While other popular cocktails have long been erased from drinks menus (here’s looking at you dear cosmopolitan), the caffeinated cocktail has cemented itself as a mainstay ready to jump start a big night or keep your party kicking into the wee hours. Once a year Melbourne even hosts a sell-out espresso martini festival, proving this jolting drink is more popular than ever.
Relatively new in cocktail terms, a London bartender named Dick Bradsel invented the boozy, buzzy drink in the early 80s when a famous model asked for a drink that would wake her up. He combined coffee and vodka and the rest is history. “When I was younger, the espresso martini was my favourite drink,” says Stephen Zappelli, venue manager at Curious at the W Melbourne.
Bartender making Espresso Martini at Curious, W Melbourne
After getting his introduction to bartending in his hometown of East Gippsland, Zappelli went to London to learn and worked his way to the position of head bartender at influential London bar, The Alchemist.
“It was one of the first cocktails I ever attempted to make. The way that Melbournians embraced cafes was super high. Throughout the day, everyone just wants coffee and then in the afternoon, it was espresso martinis.” While the espresso martini can be ordered and enjoyed at rowdy pubs, loud nightclubs and hidden speakeasies across the city, not everywhere shakes up this caffeinated cocktail with balance and creativity.

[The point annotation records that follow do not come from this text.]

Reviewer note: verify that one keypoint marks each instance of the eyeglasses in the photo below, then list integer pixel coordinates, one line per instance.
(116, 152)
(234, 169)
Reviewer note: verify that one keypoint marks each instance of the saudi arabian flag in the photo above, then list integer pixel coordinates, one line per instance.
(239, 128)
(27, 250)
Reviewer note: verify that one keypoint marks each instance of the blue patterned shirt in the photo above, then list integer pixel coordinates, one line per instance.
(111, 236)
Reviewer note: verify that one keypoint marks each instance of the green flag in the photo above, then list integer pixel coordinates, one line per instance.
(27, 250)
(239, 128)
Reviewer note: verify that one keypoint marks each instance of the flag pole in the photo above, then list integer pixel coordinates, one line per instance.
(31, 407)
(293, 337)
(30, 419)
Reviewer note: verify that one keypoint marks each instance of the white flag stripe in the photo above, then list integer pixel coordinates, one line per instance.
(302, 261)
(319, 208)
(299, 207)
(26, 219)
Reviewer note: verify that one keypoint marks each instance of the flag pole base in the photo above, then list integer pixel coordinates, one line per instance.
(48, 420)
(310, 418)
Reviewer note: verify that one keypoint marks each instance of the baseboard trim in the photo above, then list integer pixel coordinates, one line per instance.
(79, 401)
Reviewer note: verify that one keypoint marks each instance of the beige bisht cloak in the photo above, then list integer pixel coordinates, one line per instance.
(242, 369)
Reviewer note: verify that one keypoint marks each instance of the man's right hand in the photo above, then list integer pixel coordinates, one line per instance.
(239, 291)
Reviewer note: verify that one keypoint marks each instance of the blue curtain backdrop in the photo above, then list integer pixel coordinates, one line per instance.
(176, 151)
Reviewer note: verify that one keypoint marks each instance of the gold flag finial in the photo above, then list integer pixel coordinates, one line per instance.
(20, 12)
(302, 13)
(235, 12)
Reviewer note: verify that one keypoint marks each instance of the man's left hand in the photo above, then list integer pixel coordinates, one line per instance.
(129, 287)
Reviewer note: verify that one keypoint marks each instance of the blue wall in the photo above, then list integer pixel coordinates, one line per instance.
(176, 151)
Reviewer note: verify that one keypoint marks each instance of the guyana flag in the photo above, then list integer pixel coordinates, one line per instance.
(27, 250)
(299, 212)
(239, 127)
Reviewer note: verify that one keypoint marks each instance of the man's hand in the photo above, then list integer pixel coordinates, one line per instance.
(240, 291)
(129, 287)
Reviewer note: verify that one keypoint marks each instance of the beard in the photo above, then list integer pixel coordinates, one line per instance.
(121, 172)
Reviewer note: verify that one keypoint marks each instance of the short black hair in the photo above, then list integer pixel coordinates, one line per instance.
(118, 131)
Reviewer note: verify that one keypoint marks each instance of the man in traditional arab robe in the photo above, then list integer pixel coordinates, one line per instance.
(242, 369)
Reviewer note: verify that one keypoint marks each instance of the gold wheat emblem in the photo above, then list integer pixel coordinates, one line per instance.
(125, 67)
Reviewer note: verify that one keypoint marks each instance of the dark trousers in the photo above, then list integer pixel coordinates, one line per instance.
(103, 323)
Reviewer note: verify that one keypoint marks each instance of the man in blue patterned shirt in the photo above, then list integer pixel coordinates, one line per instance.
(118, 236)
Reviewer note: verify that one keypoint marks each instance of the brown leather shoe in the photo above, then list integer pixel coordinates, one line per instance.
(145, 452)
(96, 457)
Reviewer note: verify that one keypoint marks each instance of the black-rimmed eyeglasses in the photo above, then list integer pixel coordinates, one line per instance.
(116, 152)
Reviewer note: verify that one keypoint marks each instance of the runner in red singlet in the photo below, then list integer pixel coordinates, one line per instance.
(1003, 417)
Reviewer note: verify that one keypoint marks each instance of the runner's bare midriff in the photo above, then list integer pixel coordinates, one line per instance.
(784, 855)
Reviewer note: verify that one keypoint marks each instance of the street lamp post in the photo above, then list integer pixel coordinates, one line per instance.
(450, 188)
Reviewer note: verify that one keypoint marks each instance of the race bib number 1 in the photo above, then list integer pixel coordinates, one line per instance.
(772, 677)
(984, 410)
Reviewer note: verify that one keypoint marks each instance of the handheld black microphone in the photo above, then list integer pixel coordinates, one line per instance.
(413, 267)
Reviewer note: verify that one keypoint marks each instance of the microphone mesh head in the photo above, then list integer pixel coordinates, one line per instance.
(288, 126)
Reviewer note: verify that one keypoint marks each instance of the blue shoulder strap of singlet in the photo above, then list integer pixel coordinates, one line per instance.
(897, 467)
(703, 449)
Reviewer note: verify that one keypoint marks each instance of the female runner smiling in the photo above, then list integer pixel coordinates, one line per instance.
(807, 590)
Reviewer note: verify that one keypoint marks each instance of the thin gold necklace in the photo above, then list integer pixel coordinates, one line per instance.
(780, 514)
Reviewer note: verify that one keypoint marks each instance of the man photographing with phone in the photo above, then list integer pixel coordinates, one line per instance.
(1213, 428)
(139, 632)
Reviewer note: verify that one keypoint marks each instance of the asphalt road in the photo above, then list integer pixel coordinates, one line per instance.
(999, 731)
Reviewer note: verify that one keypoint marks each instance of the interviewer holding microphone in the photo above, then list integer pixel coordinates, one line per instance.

Inspired by Melbourne’s ever-evolving coffee scene, a new generation of bartenders are pushing the drink beyond its white-spirit-plus-coffee-liqueur-plus-coffee envelope.
Heavyweight cocktail bar Eau de Vie, for example, utilises a saffron-vanilla mousse and liquid nitrogen to produce a modern version of the drink; Bar Clara produces an all-Australian espresso martini; East African-themed Glamp swaps vodka for spiced rum and adds creamy Amarula and blackberry liqueur; and golden era champagne bar Nick & Nora’s tops a mixture of aged rum, coffee and sweet sherry with a tonka and vanilla bean mousse.
Cocktails at Nick & Nora’s Melbourne
In the heart of the city, Curious at the W Melbourne has dedicated an entire section of its drinks menu to coffee-based cocktails, including its much-vaunted version sealed with a thin layer of beeswax.
Bartender Zappelli and his team have been working on adding new riffs on Melbourne’s favourite coffee-based cocktail, including an intriguing drink with the working title “Overroast” that features an orgeat made with roasted macadamia and wattleseed, mead, and a house-made liqueur made with spent coffee sourced from the hotel’s coffee shop.
While the raw ingredients of many classic cocktails can only be improved on to a point, new innovations in sourcing, roasting and brewing is giving Melbourne’s bartenders plenty of material to shake up the post-dinner pick-me-up. And so, the city’s love affair with espresso – and espresso martinis – continues.